The songs that we will read together are Mary’s “Magnificat,” Zechariah’s “Benedictus,” Simeon’s “Nunc Dimittis,” and the angels’ “Gloria.” Generally, I don’t like using Latinate terms because I associate the prevalence of Latin with that part of the church’s past when the radicality of following Jesus was compromised as the church became the official religion of the Roman Empire. (That process, the association of the church’s missionary movements with colonization, and the use of Christianity to support racism in the US are what I consider the three greatest sins of our church history.) But, alas, Latinisms are so tightly bound to the history and language of the church that they cannot always be avoided. So, I use the term “Advent” and these titles for the songs with ambivalence. I appreciate the faithfulness that our tradition has handed down over the last two millennia, and I grieve the brokenness and sinfulness that has always been a part of our tradition.
Mary’s “Magnificat” is so called because when her song – which begins with the words, “My soul magnifies the Lord” – was translated into Latin, “Magnificat” is how the word “magnifies” was translated.
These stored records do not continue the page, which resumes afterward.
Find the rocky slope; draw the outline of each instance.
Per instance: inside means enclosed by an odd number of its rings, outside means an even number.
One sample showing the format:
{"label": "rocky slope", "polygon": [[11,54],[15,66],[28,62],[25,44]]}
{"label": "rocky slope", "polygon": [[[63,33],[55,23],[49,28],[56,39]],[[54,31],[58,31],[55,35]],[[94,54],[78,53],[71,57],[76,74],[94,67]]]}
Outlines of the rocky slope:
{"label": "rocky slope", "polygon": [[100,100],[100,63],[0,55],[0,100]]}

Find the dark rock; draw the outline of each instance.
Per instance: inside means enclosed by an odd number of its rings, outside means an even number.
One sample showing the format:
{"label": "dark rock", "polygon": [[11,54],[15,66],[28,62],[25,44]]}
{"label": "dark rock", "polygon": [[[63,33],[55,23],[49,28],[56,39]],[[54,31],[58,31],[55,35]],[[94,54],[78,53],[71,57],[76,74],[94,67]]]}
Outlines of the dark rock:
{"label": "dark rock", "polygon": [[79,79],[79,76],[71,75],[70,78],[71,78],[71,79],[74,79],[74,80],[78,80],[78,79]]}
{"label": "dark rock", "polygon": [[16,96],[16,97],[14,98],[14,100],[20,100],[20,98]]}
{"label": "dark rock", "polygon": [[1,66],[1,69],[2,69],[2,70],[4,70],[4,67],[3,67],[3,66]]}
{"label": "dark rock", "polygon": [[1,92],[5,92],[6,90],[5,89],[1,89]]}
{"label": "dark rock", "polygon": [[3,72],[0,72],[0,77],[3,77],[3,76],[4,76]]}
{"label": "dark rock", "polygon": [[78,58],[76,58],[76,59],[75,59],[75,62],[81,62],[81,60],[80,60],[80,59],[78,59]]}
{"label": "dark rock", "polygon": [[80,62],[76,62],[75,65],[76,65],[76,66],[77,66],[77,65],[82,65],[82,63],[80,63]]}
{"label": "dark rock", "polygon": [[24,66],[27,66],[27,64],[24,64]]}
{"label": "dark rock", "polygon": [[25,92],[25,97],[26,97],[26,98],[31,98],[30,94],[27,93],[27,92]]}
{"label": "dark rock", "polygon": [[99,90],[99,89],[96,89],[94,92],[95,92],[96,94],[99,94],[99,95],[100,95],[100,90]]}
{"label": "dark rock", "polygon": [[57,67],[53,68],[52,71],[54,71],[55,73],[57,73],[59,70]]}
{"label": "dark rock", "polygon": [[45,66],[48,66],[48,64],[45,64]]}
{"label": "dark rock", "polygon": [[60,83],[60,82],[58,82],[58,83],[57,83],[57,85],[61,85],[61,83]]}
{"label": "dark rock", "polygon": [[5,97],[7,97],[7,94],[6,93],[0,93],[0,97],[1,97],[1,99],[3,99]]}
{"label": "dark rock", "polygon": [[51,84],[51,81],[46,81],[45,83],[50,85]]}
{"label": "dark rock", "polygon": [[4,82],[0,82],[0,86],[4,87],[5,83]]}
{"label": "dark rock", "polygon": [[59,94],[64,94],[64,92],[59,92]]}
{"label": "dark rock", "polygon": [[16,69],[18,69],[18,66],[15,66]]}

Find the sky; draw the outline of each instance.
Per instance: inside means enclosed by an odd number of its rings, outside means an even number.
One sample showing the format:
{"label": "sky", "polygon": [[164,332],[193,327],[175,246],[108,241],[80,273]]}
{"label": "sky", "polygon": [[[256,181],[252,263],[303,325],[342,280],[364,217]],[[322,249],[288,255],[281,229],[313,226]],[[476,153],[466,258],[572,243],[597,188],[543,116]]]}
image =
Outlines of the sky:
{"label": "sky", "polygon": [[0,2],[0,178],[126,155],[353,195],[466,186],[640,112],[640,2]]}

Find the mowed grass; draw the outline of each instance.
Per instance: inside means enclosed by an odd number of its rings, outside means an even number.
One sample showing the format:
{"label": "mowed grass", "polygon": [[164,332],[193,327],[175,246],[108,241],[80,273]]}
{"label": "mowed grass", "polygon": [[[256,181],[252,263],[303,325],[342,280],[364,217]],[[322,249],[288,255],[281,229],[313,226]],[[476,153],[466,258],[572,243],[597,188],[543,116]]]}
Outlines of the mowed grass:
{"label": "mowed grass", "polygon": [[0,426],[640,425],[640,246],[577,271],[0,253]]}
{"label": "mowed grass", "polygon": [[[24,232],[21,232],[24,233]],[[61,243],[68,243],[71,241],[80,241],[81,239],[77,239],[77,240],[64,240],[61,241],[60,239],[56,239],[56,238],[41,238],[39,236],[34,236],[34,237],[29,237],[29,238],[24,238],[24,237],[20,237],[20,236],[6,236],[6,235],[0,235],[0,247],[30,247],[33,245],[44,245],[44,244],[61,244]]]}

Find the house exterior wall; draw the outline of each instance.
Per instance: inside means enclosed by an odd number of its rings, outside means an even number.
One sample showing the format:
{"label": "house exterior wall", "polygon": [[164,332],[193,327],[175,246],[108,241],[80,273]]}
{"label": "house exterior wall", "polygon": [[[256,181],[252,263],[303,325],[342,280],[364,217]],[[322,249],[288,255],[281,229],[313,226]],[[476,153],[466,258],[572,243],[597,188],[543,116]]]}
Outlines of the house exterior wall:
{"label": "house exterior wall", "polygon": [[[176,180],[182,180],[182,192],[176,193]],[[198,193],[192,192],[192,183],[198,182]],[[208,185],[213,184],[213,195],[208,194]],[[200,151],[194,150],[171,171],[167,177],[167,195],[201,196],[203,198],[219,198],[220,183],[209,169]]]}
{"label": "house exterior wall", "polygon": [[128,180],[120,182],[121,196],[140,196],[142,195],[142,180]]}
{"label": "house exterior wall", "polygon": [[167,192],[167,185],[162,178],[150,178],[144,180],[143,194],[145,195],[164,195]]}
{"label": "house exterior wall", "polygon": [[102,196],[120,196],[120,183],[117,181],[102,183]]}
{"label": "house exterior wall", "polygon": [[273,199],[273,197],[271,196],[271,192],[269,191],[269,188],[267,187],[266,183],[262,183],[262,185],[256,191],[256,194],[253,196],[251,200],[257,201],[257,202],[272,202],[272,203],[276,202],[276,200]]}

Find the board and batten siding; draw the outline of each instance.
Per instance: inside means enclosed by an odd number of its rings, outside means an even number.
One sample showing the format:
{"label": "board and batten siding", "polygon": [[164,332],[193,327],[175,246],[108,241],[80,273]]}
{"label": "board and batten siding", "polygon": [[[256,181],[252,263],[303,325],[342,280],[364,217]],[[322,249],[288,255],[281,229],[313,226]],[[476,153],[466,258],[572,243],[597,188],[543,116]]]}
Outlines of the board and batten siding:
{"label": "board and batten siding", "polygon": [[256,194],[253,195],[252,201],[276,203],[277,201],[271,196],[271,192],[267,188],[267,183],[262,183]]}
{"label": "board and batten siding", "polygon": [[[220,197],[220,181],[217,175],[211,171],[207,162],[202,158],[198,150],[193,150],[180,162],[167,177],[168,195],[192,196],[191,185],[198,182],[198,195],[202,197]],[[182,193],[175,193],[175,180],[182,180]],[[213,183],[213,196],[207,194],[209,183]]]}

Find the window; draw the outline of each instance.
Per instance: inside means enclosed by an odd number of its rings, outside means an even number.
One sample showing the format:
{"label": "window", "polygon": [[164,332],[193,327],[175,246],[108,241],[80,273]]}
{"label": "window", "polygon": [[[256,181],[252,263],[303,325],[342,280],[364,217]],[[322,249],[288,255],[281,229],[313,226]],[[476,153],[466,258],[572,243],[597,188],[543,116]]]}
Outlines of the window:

Likewise, Zechariah’s “Benedictus” is the Latin translation of his opening word that is translated in English Bibles as “Blessed.” (It’s a different word from the first word of the Beatitudes.) And then there’s Simeon’s song, historically called “Nunc Dimittis” because that’s the Latin for the first words, “Now dismiss.” And finally, the angels sing, “Glory to God in the highest,” the first word of which in Latin is “Gloria.” So, there’s Latin all over this Advent season for us. My two whole weeks of studying Latin in graduate school better pay off!
We are calling this time of preparation, “Songs of Justice; Songs of Hope.” And here I will share a story that I’ve shared before, but it is golden: Soren Kierkegaard once went to a Christmas worship service and noticed that the wealthiest people were there, dressed in finery and seated in their paid seats in the ornate sanctuary. Then, someone began singing Mary’s Magnificat. You can find it in Luke 1:46-56. It speaks of God bringing down the high places, lifting up the low, filling the hungry and sending the rich away empty. Kierkegaard began laughing and expected everyone else to join in. But, as he looked around, nobody was laughing with him and he was perplexed. Surely they must have been hearing Mary’s words as a joke, because if they were serious words the people gathered on that day were hearing of their own demise. No one laughed, but it appeared that no one took Mary’s words seriously either. Is that really what we expect with the coming of the Christ?
Kierkegaard was on to something. Mary’s song is about justice. It is more akin to a protest song from Woody Guthrie, or a spiritual that decries slavery than a beautiful aria that displays vocal prowess. It stirs the imagination, loosens our grip on the status quo of inequality, and equips us to see all persons living without excess or deprivation. So, too, are all the songs in Luke’s story. They are songs of justice and songs of hope.
May God give us ears to hear, mouths to join the song, and hearts that are ready for the great transformation that Jesus’ birth brings.